Insurers would probably set restrictions to ensure only those who were most suitable for the treatments had access to them and co-payments from patients would be common, it added.
“In the case of the Hemgenix drug, it has got a lot going for it. It’s a cure. It’s one and done. It happens to be helping a population, people with haemophilia B, that doesn’t have a lot of options for treatment,” said Sergio Santiviago, vice-president of drug policy at AHIP.
Santiviago said insurers are exploring risk-based payment approaches to overcome the challenges of covering costly therapies that in most cases have not proven their durability over longer timeframes. For example, members have agreed a coverage deal for Zynteglo, which provides for Bluebird Bio to pay 80 per cent refunds if patients continue to require blood transfusions within two years of treatment, he said.
But Santiviago said the economics of covering gene therapies becomes more difficult when large numbers of patients could become eligible for multimillion-dollar treatments, particularly if there was not strong evidence supporting its effectiveness.
An important test is on the horizon with the anticipated approval next year in the US of a gene therapy targeting sickle cell disease, which has been developed by Vertex Pharmaceuticals and Crispr Therapeutics.

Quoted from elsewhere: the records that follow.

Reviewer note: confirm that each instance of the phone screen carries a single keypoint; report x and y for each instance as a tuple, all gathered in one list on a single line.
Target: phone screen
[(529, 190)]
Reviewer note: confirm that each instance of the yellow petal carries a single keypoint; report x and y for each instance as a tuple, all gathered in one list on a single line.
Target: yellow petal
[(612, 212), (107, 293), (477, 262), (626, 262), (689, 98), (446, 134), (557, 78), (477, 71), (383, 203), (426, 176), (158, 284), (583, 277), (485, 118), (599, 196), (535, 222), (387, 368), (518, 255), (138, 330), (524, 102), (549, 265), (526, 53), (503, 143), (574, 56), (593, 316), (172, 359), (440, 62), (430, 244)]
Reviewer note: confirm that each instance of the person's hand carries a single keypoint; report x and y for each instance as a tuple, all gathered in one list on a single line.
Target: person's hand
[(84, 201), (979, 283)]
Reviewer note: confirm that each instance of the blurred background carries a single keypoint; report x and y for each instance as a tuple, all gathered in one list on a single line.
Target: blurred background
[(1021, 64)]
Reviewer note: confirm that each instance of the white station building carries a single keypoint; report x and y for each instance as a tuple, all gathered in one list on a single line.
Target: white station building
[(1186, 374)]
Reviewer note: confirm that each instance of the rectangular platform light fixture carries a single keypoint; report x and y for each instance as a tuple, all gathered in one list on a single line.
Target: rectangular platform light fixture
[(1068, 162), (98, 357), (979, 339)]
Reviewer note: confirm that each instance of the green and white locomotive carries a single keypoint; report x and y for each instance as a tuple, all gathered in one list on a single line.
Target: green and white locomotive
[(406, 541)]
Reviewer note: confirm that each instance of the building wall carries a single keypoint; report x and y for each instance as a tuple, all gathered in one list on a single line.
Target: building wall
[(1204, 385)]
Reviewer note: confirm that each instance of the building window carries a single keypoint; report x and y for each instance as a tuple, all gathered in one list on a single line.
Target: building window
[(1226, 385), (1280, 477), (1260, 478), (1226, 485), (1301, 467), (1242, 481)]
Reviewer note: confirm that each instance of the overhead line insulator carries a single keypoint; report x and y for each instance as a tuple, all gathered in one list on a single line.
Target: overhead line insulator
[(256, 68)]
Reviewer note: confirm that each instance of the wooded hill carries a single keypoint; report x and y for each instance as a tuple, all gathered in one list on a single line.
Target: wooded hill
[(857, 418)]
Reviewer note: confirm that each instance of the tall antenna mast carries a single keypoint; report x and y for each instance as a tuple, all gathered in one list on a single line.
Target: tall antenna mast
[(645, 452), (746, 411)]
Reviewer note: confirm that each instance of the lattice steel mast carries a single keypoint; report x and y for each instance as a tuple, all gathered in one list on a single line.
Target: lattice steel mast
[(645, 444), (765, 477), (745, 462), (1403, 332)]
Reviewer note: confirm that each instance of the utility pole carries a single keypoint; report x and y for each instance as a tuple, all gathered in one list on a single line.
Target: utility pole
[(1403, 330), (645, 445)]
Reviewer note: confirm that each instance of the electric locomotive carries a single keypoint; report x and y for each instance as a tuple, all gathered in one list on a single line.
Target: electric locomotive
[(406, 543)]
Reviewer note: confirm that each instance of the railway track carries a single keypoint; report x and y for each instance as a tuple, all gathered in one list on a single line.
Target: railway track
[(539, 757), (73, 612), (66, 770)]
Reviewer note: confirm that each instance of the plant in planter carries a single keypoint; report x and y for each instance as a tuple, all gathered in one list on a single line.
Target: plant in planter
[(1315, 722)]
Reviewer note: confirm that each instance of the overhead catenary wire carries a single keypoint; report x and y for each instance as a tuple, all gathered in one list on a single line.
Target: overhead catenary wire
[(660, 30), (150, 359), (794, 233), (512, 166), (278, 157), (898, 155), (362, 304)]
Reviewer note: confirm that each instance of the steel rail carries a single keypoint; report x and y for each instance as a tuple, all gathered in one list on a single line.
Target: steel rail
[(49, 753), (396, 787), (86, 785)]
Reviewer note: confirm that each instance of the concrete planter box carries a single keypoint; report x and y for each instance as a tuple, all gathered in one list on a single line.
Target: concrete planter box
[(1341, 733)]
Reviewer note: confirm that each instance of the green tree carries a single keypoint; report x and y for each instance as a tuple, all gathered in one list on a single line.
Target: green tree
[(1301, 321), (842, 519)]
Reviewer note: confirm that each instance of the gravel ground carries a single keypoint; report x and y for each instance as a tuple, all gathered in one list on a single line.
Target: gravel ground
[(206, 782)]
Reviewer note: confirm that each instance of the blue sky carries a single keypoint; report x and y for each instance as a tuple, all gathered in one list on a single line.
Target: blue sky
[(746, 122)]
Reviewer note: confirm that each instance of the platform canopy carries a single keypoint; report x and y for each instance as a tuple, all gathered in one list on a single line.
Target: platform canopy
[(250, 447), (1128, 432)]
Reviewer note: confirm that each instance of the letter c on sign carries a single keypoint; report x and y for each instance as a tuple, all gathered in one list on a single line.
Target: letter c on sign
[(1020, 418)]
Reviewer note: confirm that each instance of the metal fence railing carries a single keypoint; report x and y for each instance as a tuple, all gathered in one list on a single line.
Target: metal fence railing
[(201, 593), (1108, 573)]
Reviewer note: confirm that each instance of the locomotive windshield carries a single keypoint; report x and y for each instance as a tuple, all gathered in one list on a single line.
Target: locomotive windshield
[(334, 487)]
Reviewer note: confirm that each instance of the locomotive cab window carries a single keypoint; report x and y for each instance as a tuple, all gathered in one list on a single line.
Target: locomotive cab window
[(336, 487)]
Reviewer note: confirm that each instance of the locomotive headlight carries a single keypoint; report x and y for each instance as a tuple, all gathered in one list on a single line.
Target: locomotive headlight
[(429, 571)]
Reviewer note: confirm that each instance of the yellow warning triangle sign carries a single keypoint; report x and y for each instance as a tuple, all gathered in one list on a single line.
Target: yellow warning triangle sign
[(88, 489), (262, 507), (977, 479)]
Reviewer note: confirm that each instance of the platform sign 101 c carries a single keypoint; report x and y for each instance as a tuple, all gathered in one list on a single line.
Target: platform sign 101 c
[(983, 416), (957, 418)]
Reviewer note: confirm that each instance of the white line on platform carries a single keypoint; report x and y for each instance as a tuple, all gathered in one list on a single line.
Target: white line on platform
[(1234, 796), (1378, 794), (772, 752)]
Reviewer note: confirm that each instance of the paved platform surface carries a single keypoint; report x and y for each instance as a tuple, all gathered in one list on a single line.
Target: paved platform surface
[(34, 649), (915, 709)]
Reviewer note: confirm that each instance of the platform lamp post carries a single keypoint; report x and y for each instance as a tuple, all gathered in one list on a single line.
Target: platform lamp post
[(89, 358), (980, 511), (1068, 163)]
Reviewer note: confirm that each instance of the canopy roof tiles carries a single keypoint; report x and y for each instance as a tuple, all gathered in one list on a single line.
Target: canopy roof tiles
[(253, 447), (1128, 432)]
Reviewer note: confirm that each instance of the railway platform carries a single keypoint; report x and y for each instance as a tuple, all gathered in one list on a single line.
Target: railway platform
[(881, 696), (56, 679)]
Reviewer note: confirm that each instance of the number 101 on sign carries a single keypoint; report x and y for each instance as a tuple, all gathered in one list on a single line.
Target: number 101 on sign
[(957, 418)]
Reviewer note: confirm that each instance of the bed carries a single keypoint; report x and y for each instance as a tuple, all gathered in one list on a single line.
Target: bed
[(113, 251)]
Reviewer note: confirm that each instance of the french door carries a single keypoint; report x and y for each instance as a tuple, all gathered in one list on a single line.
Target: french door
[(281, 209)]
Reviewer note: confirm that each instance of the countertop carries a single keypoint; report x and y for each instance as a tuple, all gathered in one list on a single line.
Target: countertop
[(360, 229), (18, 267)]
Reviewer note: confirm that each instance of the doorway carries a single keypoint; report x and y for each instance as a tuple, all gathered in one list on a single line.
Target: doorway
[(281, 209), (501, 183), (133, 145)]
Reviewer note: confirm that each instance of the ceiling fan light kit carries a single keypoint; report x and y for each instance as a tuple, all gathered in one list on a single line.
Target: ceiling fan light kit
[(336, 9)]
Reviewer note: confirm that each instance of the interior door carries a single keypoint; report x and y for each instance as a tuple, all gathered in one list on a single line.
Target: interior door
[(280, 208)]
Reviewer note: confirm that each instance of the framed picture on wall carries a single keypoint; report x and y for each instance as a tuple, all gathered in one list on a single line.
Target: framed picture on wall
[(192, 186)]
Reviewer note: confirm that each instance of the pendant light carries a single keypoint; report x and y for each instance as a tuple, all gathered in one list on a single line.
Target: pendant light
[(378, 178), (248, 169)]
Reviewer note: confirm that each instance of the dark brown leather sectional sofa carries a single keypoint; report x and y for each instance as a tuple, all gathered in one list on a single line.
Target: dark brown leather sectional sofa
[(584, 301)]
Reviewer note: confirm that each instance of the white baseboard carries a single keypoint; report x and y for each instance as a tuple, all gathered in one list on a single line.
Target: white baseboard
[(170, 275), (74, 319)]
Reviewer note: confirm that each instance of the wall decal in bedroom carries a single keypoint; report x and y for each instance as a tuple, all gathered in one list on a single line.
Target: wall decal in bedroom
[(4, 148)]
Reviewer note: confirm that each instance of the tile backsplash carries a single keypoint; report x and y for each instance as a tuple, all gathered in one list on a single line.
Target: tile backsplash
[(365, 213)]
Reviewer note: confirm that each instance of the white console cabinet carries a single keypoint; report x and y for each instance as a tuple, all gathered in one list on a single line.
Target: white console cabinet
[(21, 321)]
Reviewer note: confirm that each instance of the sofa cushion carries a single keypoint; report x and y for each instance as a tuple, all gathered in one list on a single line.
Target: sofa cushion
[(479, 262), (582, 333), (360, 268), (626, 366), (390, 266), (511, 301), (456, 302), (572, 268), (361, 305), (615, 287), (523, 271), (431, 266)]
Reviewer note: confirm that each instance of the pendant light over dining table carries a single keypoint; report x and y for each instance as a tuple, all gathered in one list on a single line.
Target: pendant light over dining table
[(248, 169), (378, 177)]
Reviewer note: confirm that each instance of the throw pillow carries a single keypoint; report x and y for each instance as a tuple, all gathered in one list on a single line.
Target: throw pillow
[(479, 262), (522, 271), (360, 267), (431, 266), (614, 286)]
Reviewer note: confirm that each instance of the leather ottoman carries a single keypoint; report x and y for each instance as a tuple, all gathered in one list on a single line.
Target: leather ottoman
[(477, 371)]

About 100,000 Americans live with sickle cell disease in the US, compared to only around 30,000 people with haemophilia B.
A study assessing the impact of gene therapies on state budgets in the US, which was published last year in the journal Jama Pediatrics, concluded that a successful gene therapy for sickle cell disease would present affordability problems for several Medicaid insurance plans.
“While therapies with huge price tags garner a lot of attention, what tends to be more consequential from a payers’ perspective is the patient population size,” said Patrick DeMartino, a physician specialising in care for children with blood disorders and co-author of the Jama study.
“From a patient access and advocacy perspective, if there were delays in access from a payer constrained side, that would be a PR nightmare. I think it would harm people but it would also be very bad optics for the payer.”